You don’t need a complicated script. For a simple test, where the design named is Dut, the testbench is TbDut, and both are in a file of the form “name”.vhd, then we can run the testbench with the following script.
# File name: TbDut.pro
If we run this test with using “build Dut.pro”, Dut and TbDut will be compiled into the library named default. After the build completes, the functional coverage report will be in the bottom portion of the file ./reports/Default/TbDut.html. A link to the functional coverage report will be in the Build Summary Report.

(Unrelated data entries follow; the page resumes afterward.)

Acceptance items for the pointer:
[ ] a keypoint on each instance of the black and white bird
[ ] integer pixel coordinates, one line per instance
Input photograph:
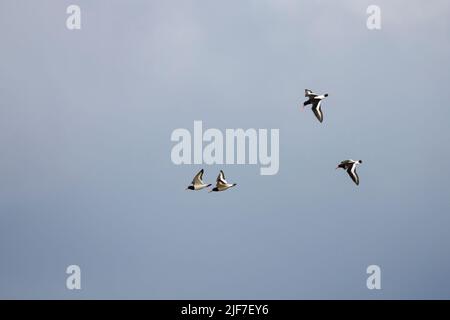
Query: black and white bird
(350, 167)
(197, 183)
(316, 101)
(221, 183)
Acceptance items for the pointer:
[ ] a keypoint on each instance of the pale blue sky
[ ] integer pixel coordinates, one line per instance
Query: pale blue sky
(85, 170)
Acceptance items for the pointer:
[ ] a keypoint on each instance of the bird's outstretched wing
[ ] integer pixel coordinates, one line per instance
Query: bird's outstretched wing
(221, 178)
(352, 173)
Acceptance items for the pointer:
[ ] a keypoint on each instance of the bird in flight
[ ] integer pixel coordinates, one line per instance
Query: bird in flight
(350, 167)
(221, 183)
(197, 183)
(316, 101)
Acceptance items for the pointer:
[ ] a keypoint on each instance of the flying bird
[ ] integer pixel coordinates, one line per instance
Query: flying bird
(316, 101)
(197, 183)
(350, 167)
(221, 183)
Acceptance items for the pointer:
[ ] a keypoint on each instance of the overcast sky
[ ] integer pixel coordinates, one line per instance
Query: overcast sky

You can get OSVVM by either downloading from osvvm.org or cloning the repository using git:
git clone --recursive https://github.com/osvvm/OsvvmLibraries
More About OSVVM Scripting
For more about OSVVM Scripting see The OSVVM Script User Guide. This guide includes detailed directions on how to compile the OSVVM sources and run the OSVVM regression suite. It also includes details on running test cases in more sophisticated environments than discussed here.
More About OSVVM
A great place to start learning OSVVM is to start with the README.md that is displayed at the bottom of the OSVVM Documentation Repository page.
If you are ready for the next step in learning OSVVM, you might consider taking SynthWorks’ “Advanced VHDL Testbenches and Verification – OSVVM Boot Camp“. For class dates see our class schedule.
Time and time again, the Wilson Verification Survey has shown that VHDL is the preferred FPGA design and verification language.
SynthWorks believes that VHDL is the right way to do both design and verification. We have invested 1000’s of hours in participating in the VHDL standards to make sure we have the next set of features we need for design and verification. We have also invested 1000’s of hours into OSVVM to make sure VHDL has simple, powerful, and effective verification libraries.
At this point, we are really good at VHDL and I think you will see this reflected in OSVVM.
With the 2021.10 reporting, OSVVM has moved forward to match the SystemVerilog Functional Coverage reporting capability.
OSVVM has been a leading VHDL Verification Methodology for some time and just continues to get better. With the advances in reporting (in 2021.10), the advances in verification data structures (2021.06 and 2021.07), and simulator support (2021.05 and 2021.09), OSVVM remains the obvious choice for the VHDL verification community.